Submit a formal appeal to your insurance company with this documentation. Many initially denied claims are approved on appeal when medical necessity is properly documented.

11. Negotiate payment plans: If you face significant out-of-pocket costs for Revenue Code 0113 charges, contact the hospital’s billing department. Most hospitals offer:

  • Payment plans with no or low interest
  • Financial assistance programs based on income
  • Discounts for prompt payment or financial hardship
  • Charity care for qualifying patients

Don’t hesitate to ask. Hospitals often prefer to work out a payment arrangement rather than send bills to collections.

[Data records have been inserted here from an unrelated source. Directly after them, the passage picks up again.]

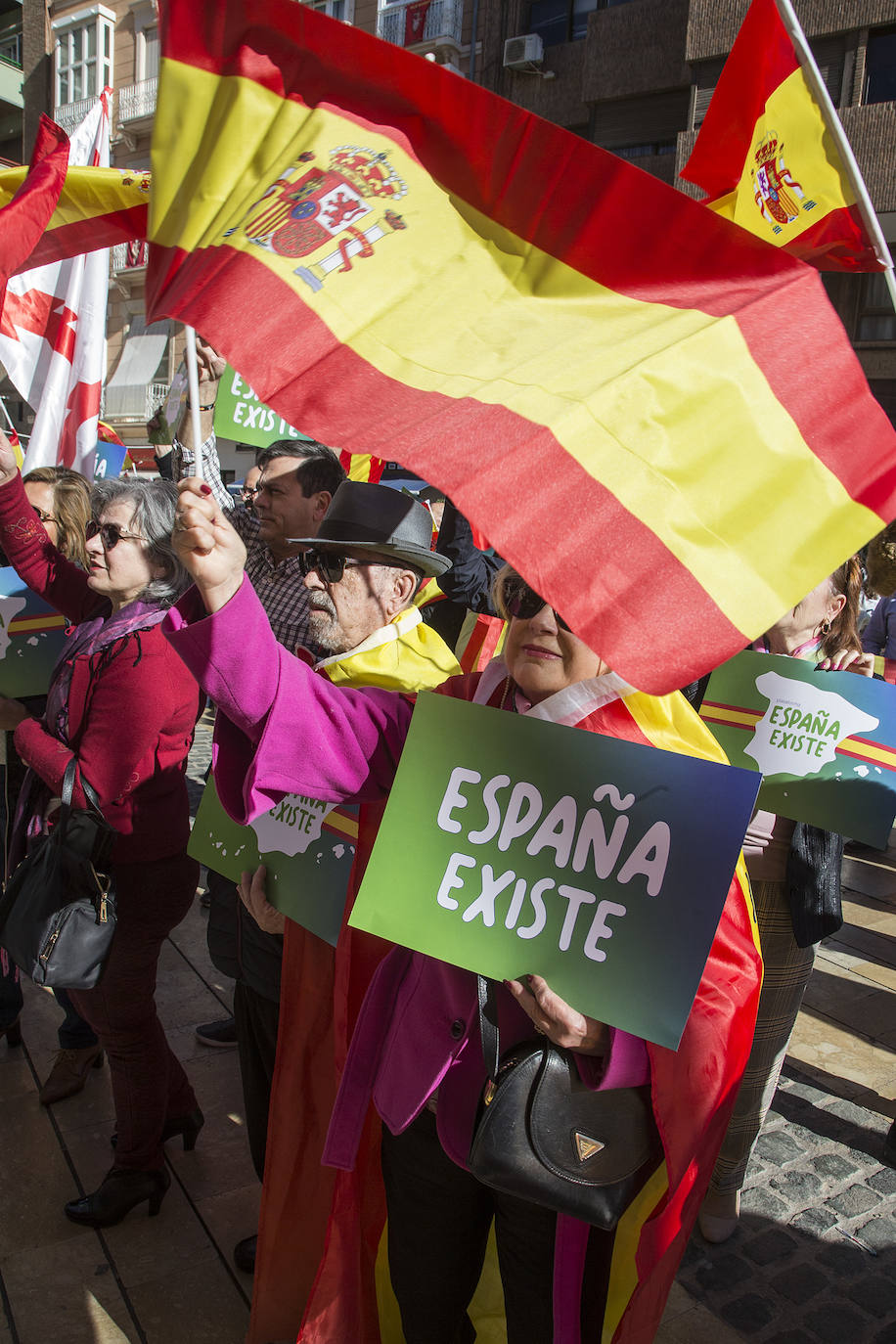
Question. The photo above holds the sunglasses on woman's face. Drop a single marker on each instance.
(524, 603)
(111, 534)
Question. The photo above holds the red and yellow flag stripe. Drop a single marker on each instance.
(738, 717)
(97, 207)
(766, 157)
(618, 406)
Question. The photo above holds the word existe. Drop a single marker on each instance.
(576, 843)
(808, 730)
(251, 413)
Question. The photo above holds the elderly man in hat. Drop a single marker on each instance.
(363, 570)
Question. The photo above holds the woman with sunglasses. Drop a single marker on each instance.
(283, 729)
(61, 499)
(124, 706)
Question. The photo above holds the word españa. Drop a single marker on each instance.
(258, 416)
(574, 843)
(808, 730)
(299, 813)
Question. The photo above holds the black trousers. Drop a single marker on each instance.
(438, 1228)
(256, 1021)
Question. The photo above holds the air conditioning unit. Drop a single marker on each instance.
(522, 53)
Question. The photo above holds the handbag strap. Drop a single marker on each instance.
(68, 787)
(489, 1026)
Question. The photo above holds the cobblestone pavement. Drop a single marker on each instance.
(814, 1257)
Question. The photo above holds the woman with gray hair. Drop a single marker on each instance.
(124, 706)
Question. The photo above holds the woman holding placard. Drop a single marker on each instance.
(283, 729)
(794, 874)
(122, 707)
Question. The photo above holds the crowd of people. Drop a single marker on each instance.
(362, 1064)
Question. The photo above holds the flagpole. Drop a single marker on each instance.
(3, 402)
(834, 125)
(193, 392)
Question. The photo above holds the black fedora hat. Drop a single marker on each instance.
(375, 517)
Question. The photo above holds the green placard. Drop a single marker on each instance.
(825, 742)
(242, 417)
(511, 845)
(306, 845)
(31, 639)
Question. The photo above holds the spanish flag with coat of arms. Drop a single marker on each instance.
(653, 416)
(767, 158)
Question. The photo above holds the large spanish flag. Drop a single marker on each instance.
(27, 208)
(97, 207)
(766, 157)
(654, 416)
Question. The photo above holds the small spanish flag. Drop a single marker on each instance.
(362, 467)
(651, 414)
(97, 207)
(766, 157)
(27, 203)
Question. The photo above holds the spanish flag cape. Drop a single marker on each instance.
(694, 1093)
(297, 1195)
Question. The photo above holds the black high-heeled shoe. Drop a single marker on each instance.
(13, 1032)
(121, 1191)
(187, 1125)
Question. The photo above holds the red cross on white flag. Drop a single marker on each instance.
(53, 333)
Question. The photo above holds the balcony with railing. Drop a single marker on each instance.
(129, 258)
(418, 24)
(133, 403)
(70, 114)
(10, 79)
(137, 103)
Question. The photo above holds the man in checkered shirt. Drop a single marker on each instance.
(294, 489)
(298, 480)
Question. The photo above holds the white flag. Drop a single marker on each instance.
(53, 333)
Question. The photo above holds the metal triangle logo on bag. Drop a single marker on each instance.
(586, 1146)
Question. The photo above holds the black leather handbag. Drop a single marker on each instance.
(544, 1136)
(58, 908)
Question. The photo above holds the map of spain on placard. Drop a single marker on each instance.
(31, 639)
(824, 742)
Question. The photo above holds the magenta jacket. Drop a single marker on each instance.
(281, 729)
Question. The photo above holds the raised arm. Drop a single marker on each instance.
(183, 455)
(281, 728)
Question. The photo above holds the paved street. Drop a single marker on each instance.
(814, 1258)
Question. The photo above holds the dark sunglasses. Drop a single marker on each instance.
(524, 603)
(330, 564)
(111, 534)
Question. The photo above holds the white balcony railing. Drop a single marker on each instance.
(70, 114)
(443, 21)
(137, 101)
(156, 394)
(129, 257)
(133, 402)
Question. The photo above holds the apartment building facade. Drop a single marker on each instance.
(632, 75)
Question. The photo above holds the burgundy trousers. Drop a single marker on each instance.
(148, 1082)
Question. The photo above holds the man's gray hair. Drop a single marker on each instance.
(154, 504)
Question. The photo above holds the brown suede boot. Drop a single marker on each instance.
(68, 1074)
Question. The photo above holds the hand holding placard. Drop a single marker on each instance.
(597, 863)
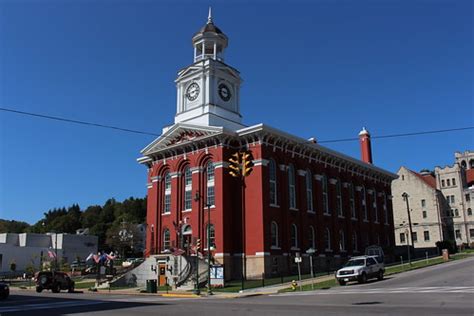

12. Consider future planning: If you have ongoing health issues requiring frequent hospitalizations, consider this when selecting insurance during open enrollment. Plans with lower deductibles and coinsurance might have higher premiums but could save money overall if you frequently occupy private rooms for medical necessity.

Red flags to watch for:

  • Your EOB shows reduced payment for “upgraded services” but you never requested an upgrade
  • You’re charged private room rates but your discharge papers indicate a semi-private room
  • Your bill shows more days in a private room than you actually spent there
  • You were told the private room was medically necessary but insurance didn’t process it that way

Address these issues promptly by contacting both the hospital’s billing department and your insurance company.

Additional resources:

  • Hospital patient advocate or ombudsman: Most hospitals have patient advocates who can help you understand bills and navigate insurance issues
  • State insurance commissioner: If you’re having disputes with your insurance company, your state’s insurance department may be able to assist
  • Healthcare billing advocates: Professional advocates can review bills and negotiate on your behalf, usually for a percentage of money saved
  • Nonprofit counseling services: Organizations like the Patient Advocate Foundation offer free help understanding medical bills and insurance

Understanding insurance coverage for Revenue Code 0113 empowers you to make informed decisions about your hospital room accommodations. By asking the right questions before, during, and after your stay, you can minimize financial surprises and ensure you’re receiving all the coverage your insurance plan provides. Remember, knowledge is power when it comes to healthcare billing—don’t hesitate to ask questions, request documentation, and advocate for accurate billing and appropriate coverage.